Line 3 in Description field of Ticket 124. 

這裏是我這麼遠。

with open(File.xml, 'r') as SourceFile: # Opens the file 
    while 1: # Keep going through the file to the end 
     SourceFileLine = SourceFile.readline() # Saves lines of the source file 
     if not SourceFileLine: # Skip empty lines 
      break 

     SourceFileLine = SourceFileLine.strip() # Strips the whitespace 

     if "<SequenceNum>" in SourceFileLine: 
      SequenceNum = SourceFileLine[13:-14] # Trims the tags, saves the field. 
      continue 

     if "<Subject>" in SourceFileLine: 
      Subject = SourceFileLine[9:-10] 
      continue 

     #if "<Description>" in SourceFileLine: 
     # last_pos = SourceFile.tell() 
     # while "</Description>" not in SourceFileLine: 
     #  SourceFile.seek(last_pos) 
     #  ????? 
     #  
     # Description = Description[22:] 
     # continue 

     if "</Issue>" in SourceFileLine: 
      print(SequenceNum, end = "\t") 
      print(Subject) 
     # print(Description) 
      print("\n") 

我被困在識別和<Description>標籤之間的三條線固定成一個字符串,我可以繼續沿着源文件之前打印。

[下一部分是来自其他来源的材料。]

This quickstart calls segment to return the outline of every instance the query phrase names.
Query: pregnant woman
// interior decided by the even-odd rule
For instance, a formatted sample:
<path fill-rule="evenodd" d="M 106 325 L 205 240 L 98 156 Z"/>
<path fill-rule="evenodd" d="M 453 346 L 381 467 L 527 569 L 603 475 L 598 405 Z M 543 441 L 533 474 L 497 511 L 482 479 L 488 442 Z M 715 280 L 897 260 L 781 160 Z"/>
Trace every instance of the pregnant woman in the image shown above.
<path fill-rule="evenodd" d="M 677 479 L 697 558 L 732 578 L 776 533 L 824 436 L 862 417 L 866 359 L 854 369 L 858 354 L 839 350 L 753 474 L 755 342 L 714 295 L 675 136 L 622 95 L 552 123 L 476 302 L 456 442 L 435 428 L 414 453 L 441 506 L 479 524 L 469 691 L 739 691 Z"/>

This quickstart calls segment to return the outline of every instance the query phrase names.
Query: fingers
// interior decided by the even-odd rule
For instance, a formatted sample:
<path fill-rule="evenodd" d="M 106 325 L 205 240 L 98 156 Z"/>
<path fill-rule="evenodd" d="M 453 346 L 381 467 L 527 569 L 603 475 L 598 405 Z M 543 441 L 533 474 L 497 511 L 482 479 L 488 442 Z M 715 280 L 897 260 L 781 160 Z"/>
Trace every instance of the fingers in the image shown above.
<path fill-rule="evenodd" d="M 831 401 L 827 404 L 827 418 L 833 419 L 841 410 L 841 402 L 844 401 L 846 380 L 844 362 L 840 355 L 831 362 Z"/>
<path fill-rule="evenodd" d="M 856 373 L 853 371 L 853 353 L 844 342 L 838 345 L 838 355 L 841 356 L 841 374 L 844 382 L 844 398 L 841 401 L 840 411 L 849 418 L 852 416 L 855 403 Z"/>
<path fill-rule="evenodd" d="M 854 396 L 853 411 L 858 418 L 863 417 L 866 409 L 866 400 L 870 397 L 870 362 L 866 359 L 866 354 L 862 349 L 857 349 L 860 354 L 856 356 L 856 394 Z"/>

現在已經掃描了許多其他文件行讀取循環的例子,我懷疑我需要的是標記點到達目標字段並在文件中的該點嵌套另一個讀取循環。但我還沒有找到另一個這樣做的例子,所以我認爲我錯過了一些基本的東西,或者有更好的方法。預先感謝您的幫助!

+1

Python有一個內置的XML解析器:http://docs.python.org /library/pyexpat.html – 2012-07-20 19:24:14

+3

+1用於輸入,所需輸出以及您嘗試的內容。 – 2012-07-20 19:58:12

+0

您可能應該使用像YAML這樣的人性化序列化程序在您提取數據後輸出數據。你永遠不知道什麼時候需要再次處理這些數據。 – 2012-07-20 20:05:14

回答

7

使用LXML我強烈建議將您的數據的一個例子。 (注:爲Py2.x書面但容易爲Py3.x適應)

from lxml import etree 
xml = """<IssueTracking> 
    <Issue> 
    <SequenceNum>123</SequenceNum> 
    <Subject>Subject of Ticket 123</Subject> 
    <Description>Line 1 in Description field of Ticket 123. 
Line 2 in Description field of Ticket 123. 
Line 3 in Description field of Ticket 123.</Description> 
    </Issue> 
    <Issue> 
    <SequenceNum>124</SequenceNum> 
    <Subject>Subject of Ticket 124</Subject> 
    <Description>Line 1 in Description field of Ticket 124. 
Line 2 in Description field of Ticket 124. 
Line 3 in Description field of Ticket 124.</Description> 
    </Issue> 
</IssueTracking> 
""" 

root = etree.fromstring(xml) 
for issue in root.findall('Issue'): 
    as_list = [issue.find(n).text for n in ('SequenceNum', 'Subject', 'Description')] 
    as_list[2] = as_list[2].split('\n') 
    print as_list 

打印:

['123', 'Subject of Ticket 123', ['Line 1 in Description field of Ticket 123.', 'Line 2 in Description field of Ticket 123.', 'Line 3 in Description field of Ticket 123.']] 
['124', 'Subject of Ticket 124', ['Line 1 in Description field of Ticket 124.', 'Line 2 in Description field of Ticket 124.', 'Line 3 in Description field of Ticket 124.']] 
6

請不要閱讀這樣的XML文件,對於Python來說,有各種庫將幫助閱讀XML文件。

看看python庫lxml它提供了一種讀取和解析XML文件的非常簡單的方法,它將大大改善您的代碼。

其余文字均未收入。